Maya Costa-Pinto is an anthropologist with research interests encompassing urban ecologies, legal anthropology, mobilities, transnational networks and emerging technologies. She holds a PhD in Anthropology from the University of California, Davis, and a JD from the University of Melbourne. Her PhD dissertation explores embodied understandings of urban spatiality and multiple efforts to build sustainable urban futures. In particular, the dissertation examines the contestations and collaborations that emerge when diverse constituencies in Goa embark on urban regeneration initiatives that seek to integrate waterways with the built environment. Maya is also interested in the nexus between migration and placemaking.
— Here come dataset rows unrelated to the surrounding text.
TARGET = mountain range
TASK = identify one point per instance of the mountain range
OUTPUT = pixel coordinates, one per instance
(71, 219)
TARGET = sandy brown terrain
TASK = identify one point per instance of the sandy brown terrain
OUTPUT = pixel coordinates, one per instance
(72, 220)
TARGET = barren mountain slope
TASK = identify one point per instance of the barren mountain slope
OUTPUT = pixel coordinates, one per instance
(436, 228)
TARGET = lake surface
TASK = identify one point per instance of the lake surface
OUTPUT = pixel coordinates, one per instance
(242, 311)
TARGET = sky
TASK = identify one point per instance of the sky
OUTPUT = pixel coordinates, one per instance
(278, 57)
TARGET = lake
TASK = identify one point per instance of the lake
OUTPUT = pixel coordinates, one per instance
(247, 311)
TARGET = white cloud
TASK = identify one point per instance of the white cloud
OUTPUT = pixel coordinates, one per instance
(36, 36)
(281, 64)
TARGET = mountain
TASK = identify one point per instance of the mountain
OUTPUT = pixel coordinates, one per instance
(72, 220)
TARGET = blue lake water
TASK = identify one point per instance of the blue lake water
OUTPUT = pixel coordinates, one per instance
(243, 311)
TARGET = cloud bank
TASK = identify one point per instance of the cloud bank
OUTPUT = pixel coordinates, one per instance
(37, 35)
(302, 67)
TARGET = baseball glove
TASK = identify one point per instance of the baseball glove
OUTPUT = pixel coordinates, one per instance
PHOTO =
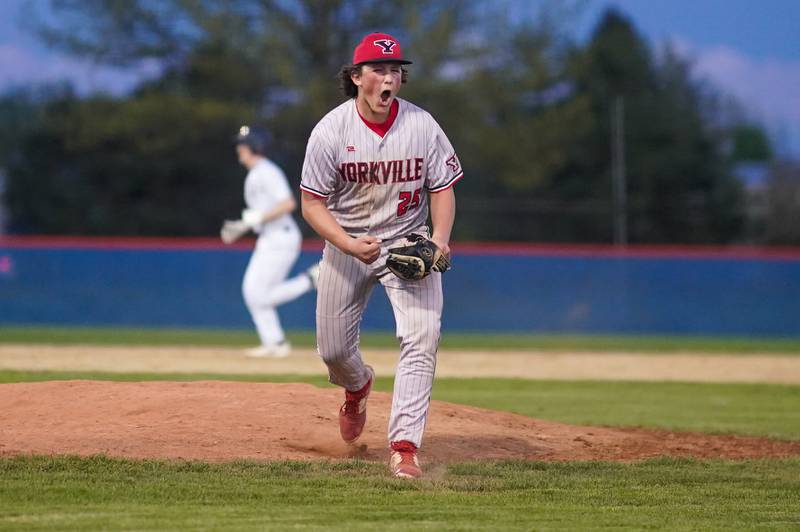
(416, 258)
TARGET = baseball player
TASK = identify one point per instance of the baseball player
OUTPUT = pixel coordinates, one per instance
(375, 166)
(269, 204)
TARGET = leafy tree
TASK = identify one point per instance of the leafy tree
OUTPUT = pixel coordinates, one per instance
(680, 188)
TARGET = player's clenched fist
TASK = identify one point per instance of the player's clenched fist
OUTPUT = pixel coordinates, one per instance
(365, 248)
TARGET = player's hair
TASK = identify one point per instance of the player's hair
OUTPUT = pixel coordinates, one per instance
(349, 88)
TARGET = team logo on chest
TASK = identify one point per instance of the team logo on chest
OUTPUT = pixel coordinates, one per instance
(386, 45)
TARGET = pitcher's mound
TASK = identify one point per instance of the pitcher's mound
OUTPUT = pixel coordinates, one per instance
(219, 421)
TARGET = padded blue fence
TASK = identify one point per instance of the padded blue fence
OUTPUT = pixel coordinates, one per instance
(484, 292)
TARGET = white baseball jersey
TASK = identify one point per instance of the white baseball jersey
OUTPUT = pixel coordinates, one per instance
(265, 187)
(376, 185)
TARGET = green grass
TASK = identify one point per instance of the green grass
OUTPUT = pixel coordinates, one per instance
(450, 340)
(754, 409)
(100, 493)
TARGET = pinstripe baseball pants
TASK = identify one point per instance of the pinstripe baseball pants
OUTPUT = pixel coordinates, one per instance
(345, 285)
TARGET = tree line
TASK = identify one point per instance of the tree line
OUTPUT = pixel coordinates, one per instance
(528, 109)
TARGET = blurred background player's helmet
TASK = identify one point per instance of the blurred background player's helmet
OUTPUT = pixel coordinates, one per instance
(254, 137)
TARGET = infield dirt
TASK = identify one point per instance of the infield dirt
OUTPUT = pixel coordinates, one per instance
(223, 421)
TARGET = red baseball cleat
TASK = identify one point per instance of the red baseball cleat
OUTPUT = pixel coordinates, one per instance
(353, 414)
(403, 461)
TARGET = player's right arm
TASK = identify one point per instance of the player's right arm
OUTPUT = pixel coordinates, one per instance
(315, 212)
(317, 183)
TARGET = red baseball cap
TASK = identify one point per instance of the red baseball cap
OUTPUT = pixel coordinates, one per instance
(378, 48)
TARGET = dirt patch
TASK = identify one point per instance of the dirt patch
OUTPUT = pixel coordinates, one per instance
(222, 421)
(688, 367)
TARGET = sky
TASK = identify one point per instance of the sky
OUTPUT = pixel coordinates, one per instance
(749, 49)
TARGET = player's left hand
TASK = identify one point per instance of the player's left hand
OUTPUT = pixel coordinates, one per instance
(416, 258)
(444, 246)
(233, 230)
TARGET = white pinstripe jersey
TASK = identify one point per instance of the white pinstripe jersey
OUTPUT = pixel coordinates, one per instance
(377, 185)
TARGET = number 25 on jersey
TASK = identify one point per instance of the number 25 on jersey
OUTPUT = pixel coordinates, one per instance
(408, 201)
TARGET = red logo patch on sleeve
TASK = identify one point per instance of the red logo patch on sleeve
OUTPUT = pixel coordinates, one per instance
(452, 162)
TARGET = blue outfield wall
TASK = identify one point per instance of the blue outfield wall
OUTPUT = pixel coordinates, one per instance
(492, 289)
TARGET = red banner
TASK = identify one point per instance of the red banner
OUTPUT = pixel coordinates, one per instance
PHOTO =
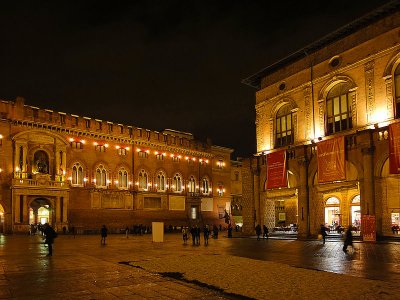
(368, 228)
(276, 170)
(394, 148)
(331, 160)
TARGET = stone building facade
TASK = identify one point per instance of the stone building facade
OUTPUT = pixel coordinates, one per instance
(346, 84)
(77, 171)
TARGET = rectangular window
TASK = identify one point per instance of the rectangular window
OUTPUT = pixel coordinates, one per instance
(152, 203)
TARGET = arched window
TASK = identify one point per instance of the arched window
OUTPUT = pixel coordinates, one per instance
(192, 185)
(143, 180)
(284, 127)
(338, 108)
(397, 90)
(205, 186)
(101, 177)
(161, 182)
(77, 174)
(123, 179)
(177, 183)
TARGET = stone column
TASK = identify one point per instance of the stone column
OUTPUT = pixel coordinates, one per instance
(64, 161)
(25, 211)
(303, 198)
(16, 157)
(65, 210)
(24, 154)
(17, 208)
(57, 163)
(58, 209)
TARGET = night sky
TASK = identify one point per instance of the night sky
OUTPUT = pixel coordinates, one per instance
(158, 64)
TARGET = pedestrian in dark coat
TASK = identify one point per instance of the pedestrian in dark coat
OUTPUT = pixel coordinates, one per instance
(50, 234)
(265, 230)
(323, 233)
(348, 240)
(258, 231)
(103, 232)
She has previously conducted research and published on the transnational connections among the East Timorese community in Australia.

Prateeti Punja Ballal

Independent Scholar, Moderator

Prateeti Punja Ballal grew up in Bangalore and did her postgraduate work in the US. She taught Literature at various universities there, most recently at Hunter College, City University of New York. She earlier worked in the software industry for fifteen years. She has been a recipient of a Mellon fellowship for her research and several regional and international awards for her technical publications. A musician and dancer, she has a sustaining interest in the arts.